Fabio Di Michele Sánchez

Personal information
- Full name: Fabio Di Michele Sánchez
- Date of birth: 14 March 2003 (age 23)
- Place of birth: Hannover, Germany
- Height: 1.80 m (5 ft 11 in)
- Position: Left-back

Team information
- Current team: Eintracht Braunschweig
- Number: 22

Youth career
- 2018–2021: VfL Wolfsburg

Senior career*
- Years: Team / Apps / (Gls)
- 2021–2023: VfL Wolfsburg / 0 / (0)
- 2022–2023: → NAC Breda (loan) / 13 / (0)
- 2023–2024: 1. FC Saarbrücken / 33 / (0)
- 2024–: Eintracht Braunschweig / 57 / (1)

= Fabio Di Michele Sánchez =

German footballer (born 2003)

Fabio Di Michele Sánchez (born 14 March 2003) is a German professional footballer who plays as a left-back for club Eintracht Braunschweig.

==Career==
Di Michele Sánchez joined NAC Breda on loan from Wolfsburg in July 2022. He made his debut in the Eerste Divisie on 5 August 2022, in a 1–0 win against Helmond Sport at the Rat Verlegh Stadion.

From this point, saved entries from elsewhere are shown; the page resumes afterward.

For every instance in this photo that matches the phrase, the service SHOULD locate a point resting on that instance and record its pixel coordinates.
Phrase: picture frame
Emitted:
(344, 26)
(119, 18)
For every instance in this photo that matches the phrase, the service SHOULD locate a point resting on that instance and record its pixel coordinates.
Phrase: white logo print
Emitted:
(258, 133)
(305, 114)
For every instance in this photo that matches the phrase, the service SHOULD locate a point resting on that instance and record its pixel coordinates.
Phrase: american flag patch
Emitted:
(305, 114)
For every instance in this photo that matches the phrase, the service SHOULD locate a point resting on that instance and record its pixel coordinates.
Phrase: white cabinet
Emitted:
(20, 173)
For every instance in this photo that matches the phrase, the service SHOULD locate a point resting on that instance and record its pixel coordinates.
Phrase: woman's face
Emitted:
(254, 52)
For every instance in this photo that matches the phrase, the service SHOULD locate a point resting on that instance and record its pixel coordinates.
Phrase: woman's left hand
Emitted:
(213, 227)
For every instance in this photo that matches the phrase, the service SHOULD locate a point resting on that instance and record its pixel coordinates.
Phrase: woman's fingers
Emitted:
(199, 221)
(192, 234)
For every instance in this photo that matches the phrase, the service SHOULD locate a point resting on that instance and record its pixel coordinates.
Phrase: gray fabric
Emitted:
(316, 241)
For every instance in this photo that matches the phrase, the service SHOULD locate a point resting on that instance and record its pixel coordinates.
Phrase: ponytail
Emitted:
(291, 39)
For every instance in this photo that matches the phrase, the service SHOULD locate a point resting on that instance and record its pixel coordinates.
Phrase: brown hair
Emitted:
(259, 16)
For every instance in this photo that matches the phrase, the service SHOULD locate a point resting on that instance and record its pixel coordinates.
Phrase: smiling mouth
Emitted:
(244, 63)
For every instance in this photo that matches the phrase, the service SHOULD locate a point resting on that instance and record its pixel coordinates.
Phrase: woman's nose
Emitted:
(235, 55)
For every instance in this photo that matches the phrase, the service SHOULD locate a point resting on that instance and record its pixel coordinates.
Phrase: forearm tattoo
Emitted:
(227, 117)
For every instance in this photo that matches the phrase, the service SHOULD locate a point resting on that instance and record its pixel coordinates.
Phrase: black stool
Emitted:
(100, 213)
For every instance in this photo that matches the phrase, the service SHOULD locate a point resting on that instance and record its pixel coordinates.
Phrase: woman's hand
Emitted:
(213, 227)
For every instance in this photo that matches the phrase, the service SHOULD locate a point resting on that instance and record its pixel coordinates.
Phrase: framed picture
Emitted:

In November 2022 he suffered a serious injury and returned to Germany for rehabilitation.

On 28 June 2023, Di Michele Sánchez signed for 3. Liga club 1. FC Saarbrücken.

On 14 June 2024, Di Michele Sánchez joined Eintracht Braunschweig in 2. Bundesliga on a two-year deal.

==Personal life==
Born in Germany, Di Michele Sánchez is of Italian and Spanish descent.